In other words, since the two methods are measuring the same lengths, they should most ideally give the same measurement for any given length. I want to test how close this is to being true and quantify the amount of error that is present. So say I plotted the lengths given by one method against those given by the other. If they did give the same measurement for every length, it should form the line $Y=X$. Basically, I want to test the hypothesis that the data does form the line $Y=X$, calculate the mean error (maybe the average distance from $Y=X$), and perhaps produce a p-value for it.

• Give more detail! You probably do not want testing (you do not have an hypothesis!), you want confidence intervals. Sep 4 '16 at 19:50
• 1. Is it definitely the mean of the distribution of differences you wish to test (rather than a more general kind of location-difference)? 2. Note that a p-value (what you ask for in the body text) is not the same as "probability that matched pairs have mean difference of 0"; indeed ordinary hypothesis tests don't give you such a probability.
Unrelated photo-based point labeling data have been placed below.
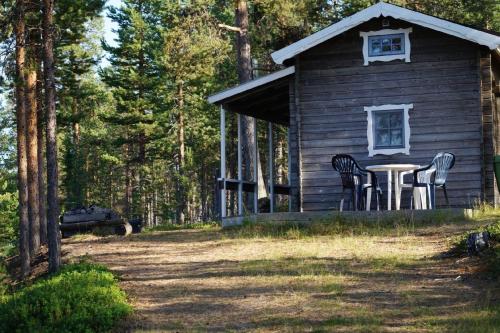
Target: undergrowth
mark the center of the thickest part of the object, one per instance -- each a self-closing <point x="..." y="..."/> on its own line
<point x="491" y="256"/>
<point x="173" y="227"/>
<point x="397" y="224"/>
<point x="82" y="297"/>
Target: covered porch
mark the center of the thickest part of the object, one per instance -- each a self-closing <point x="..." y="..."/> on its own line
<point x="256" y="179"/>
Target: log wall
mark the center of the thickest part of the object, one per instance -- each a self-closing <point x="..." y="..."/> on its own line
<point x="443" y="81"/>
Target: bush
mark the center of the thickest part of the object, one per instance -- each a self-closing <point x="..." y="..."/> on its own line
<point x="80" y="298"/>
<point x="172" y="227"/>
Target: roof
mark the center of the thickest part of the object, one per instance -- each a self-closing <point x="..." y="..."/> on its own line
<point x="250" y="85"/>
<point x="481" y="37"/>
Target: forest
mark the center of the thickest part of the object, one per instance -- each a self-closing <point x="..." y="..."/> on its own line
<point x="134" y="129"/>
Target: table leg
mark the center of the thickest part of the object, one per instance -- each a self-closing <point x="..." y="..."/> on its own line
<point x="397" y="190"/>
<point x="417" y="197"/>
<point x="389" y="189"/>
<point x="369" y="193"/>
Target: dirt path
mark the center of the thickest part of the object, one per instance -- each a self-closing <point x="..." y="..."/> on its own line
<point x="186" y="281"/>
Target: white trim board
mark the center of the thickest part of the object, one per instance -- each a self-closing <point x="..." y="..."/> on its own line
<point x="251" y="85"/>
<point x="372" y="151"/>
<point x="386" y="10"/>
<point x="403" y="56"/>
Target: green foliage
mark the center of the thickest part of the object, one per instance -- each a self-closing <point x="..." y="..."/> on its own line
<point x="194" y="226"/>
<point x="80" y="298"/>
<point x="490" y="257"/>
<point x="396" y="224"/>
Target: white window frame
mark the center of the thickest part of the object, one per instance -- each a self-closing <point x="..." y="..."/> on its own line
<point x="403" y="56"/>
<point x="372" y="151"/>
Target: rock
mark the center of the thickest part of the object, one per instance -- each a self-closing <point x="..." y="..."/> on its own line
<point x="477" y="242"/>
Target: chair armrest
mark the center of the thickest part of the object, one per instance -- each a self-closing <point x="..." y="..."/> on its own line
<point x="401" y="177"/>
<point x="425" y="169"/>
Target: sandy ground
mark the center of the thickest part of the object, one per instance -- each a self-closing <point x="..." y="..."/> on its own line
<point x="185" y="281"/>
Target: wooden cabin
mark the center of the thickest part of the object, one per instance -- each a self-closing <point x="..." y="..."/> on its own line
<point x="439" y="79"/>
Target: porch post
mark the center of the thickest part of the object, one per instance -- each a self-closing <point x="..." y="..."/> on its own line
<point x="223" y="161"/>
<point x="240" y="175"/>
<point x="289" y="170"/>
<point x="256" y="170"/>
<point x="271" y="168"/>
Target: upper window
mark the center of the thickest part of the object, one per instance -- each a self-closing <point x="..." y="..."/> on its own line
<point x="386" y="45"/>
<point x="388" y="129"/>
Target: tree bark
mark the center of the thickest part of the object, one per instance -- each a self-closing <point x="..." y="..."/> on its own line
<point x="53" y="235"/>
<point x="32" y="145"/>
<point x="245" y="74"/>
<point x="22" y="163"/>
<point x="128" y="181"/>
<point x="181" y="201"/>
<point x="42" y="201"/>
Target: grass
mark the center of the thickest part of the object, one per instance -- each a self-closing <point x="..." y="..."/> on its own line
<point x="396" y="225"/>
<point x="82" y="297"/>
<point x="338" y="275"/>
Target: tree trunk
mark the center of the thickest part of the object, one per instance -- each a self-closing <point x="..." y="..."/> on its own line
<point x="244" y="75"/>
<point x="32" y="145"/>
<point x="42" y="201"/>
<point x="22" y="163"/>
<point x="53" y="235"/>
<point x="128" y="182"/>
<point x="181" y="201"/>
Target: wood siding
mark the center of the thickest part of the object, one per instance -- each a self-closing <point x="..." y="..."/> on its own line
<point x="443" y="81"/>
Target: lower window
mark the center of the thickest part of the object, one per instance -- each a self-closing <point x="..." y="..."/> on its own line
<point x="388" y="129"/>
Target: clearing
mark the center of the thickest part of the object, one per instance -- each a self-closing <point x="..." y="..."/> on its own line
<point x="215" y="280"/>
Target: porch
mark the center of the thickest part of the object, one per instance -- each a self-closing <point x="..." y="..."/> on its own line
<point x="265" y="102"/>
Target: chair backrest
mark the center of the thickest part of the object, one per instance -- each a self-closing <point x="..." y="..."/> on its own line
<point x="348" y="169"/>
<point x="443" y="162"/>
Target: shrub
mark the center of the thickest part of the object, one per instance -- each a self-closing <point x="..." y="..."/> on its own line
<point x="80" y="298"/>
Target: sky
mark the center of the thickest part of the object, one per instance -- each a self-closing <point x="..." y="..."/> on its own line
<point x="109" y="36"/>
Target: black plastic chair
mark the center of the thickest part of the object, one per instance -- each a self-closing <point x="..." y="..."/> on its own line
<point x="440" y="166"/>
<point x="352" y="179"/>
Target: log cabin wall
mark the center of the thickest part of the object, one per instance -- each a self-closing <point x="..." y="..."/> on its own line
<point x="442" y="81"/>
<point x="495" y="98"/>
<point x="490" y="132"/>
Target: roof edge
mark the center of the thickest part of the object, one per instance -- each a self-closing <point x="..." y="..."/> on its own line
<point x="225" y="94"/>
<point x="385" y="9"/>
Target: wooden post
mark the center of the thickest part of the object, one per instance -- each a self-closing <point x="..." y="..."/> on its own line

Unless you specifically want a Bayesian approach I'd suggest you remove the word "probability" from your title. Sep 4 '16 at 20:02
• In case it isn't clear, I'm a beginner to stats. I'm not sure how to explain precisely what I want. I'm looking for any advice as to the best way to test how closely the two methods are measuring the same values. Sep 4 '16 at 20:06
• I thought that a p value would be nice, but if that isn't the best approach, anything else that may seem to apply would be fine. Sep 4 '16 at 20:06
• Try searching for Bland and Altman plot which people in health research often use in these circumstances. Sep 4 '16 at 20:13

I think you are mixing different tools and different goals. I summarize several techniques available for what I understand you want to do:

• t-test for paired samples tests the hypothesis that both mesures have the same mean and gives a p-value about it.
• Confidence intervals estimate an interval where the true difference in means is expected to be with a given probability (usually 95%). That seems what comes most close to "test how close the measurements given by the two methods are for corresponding lengths". Most statistical packages produce confidence intervals when doing a t-test.
• If you are interested in measuring the errors between the two measures (an not just the difference of means), standard deviation of differences or coeficient of variation might be useful. Studying the distribution of errors and checking for normality can give you interesting information, too.
• How are the two measures related, or how are they related to error might be interesting too. You have plotted one measure against the other, but next steps could be plotting error against one measure (specially if errors are much smaller than measures, as usually happens) and performing a regression analysis.

Another approach would be to use the methods of Bland and Altman. You would do well to read their famous paper (which is short and easy), "Statistical methods for assessing agreement between two methods of clinical measurement" (pdf). Briefly, using the corresponding values from the two measurement methods, you would form two new sets of values, their means and their differences. A plot of the differences against the means is called a Bland-Altman plot. This will make it easy to assess if there is a curvilinear relationship or changing variance. If nothing is amiss, and you want to perform a hypothesis test, you can use the differences to conduct a one-sample $t$-test against $0$. You can also compute the mean difference and form a confidence interval around that.